三話
朝、アリシアとメアの部屋
アリシアが朝起きるといつも感じる事がある、それは右腕の重さである。
「へへ〜、アリシア〜」
右腕の重さの原因はメアである、髪色以外アリシアにそっくりなこの少女は、寝た当初は自分のベットで寝ているのだが、いつの間にかアリシアのベットに入り込んできて腕に抱き付いて来るのである。
(普段はしっかりしてる癖に寝てる時はこんな感じで、可愛いのよねメアって)
メアの頬をツンツンと突くアリシア、するとムーと言いながらメアが身を捩りアリシアの腕を離した、自由になったアリシアは立ち上がってキッチンに向かい、朝食を作り始めた。
今日の朝食はバターを塗った食パンにベーコン付きの目玉焼きとコーヒーだ、二人はエンジェルズの心得その三、食事を摂る際は必ず感謝せよ!に従い、手を合わせて頂きますをしてから食べ始める。
「ねぇ、メア」
「ん?、アリシアのご飯美味しいですよ?」
「あ、ありがと、・・・ゴホン、今日も昨日会った殺人鬼、出たのかしら?」
メアに話しかけるなり自分の料理が美味しいと言われたアリシアはキョトンとした顔でありがとと言いすぐに頬を真っ赤に染めそっぽを向いた、メアはそんなアリシアを見てクスクスと笑う。
「彼のあの様子ならば恐らくは・・・、エンジェルズから夜や明け方は外に出るなと警告されているのに外に出ている人が大勢いると聞いていますから、被害者も増えてしまっているかもしれません・・・」
「警告は出せても、家を出る事を禁止する事はエンジェルズには出来ないのが歯痒いわ、それが出来るのは町議会よ」
「でも町議会は動かない・・・」
エンジェルズはオリビアの町の町議会に夜中の外出禁止令を出すように言っているのだが、町議会の老人達は腰が重く、中々外出禁止令を出さない。
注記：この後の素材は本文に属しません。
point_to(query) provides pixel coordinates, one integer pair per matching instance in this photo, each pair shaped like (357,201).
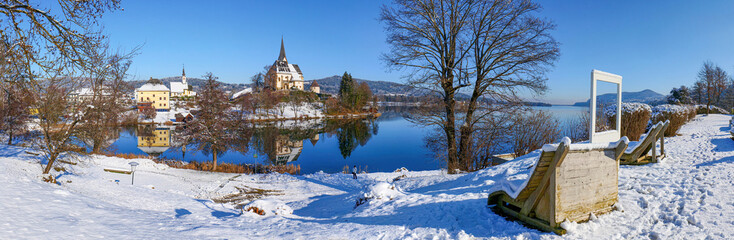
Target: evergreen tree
(346,87)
そのせいで殺人鬼による犠牲者がどんどんと増えているのにも拘わらずだ。
「町議会の奴らが何もしないのなら、私達がやるまでよ、そうでしょ?メア」
「はい!、ならば今日は町の見回りですね!」
「ええ!」
この日やる事を決めた二人の少女は急いで朝食を食べ切り、服を着替えてから寮を出た。
オリビアの町
「ここね」
「はい・・・」
予想通り、夜から明け方に一人、犠牲者が出ていた、現在二人は犠牲者が亡くなっていた場所にいる。
「ここで亡くなった人も体をバラバラにされていたって話よ」
「殺すだけでは飽き足らず、自分が殺した人の死体を弄ぶなんて本当に下劣です」
「そうね、だからこそあいつを絶対に捕まえなきゃね」
「はい」
二人は周囲を見渡し、殺人鬼が殺しをしてからどちらに逃げたのか考える、アリシア達の後方は人通りの多い通り、前方は通路が続いている。
「人通りの多い通りには出ないはず、ならこっち更に路地裏の奥に入ったはず」
「そして道は三方向に分かれている、前方の道は遠くの方に別の通りが、左手は行き止まり、右手はマンホールが見えますね」
「マンホールか・・・」
マンホールが気になったアリシアは側に寄るとしゃがんで見る。
「見てメア、人通りが少なくて埃っぽいお陰かしらね、手の跡が残っているわ」
「確かに、つまりは・・・」
「奴はここから地下に潜りどこかに逃げた、ふふん、奴の手口の一つが分かったわね、恐らくは毎回、マンホールから地下に入って逃げているのでしょう」
マンホールの蓋に手を掛けアリシアは蓋を開けた、すると地下に続く梯子が見えた。
「どうするメア?、行く?」
「行きましょう、手掛かりは出来るだけ多く得るべきです」
「よし!、なら地下探索と行きましょうか」
アリシアとメアは梯子を降り、オルビアの町の地下に入った。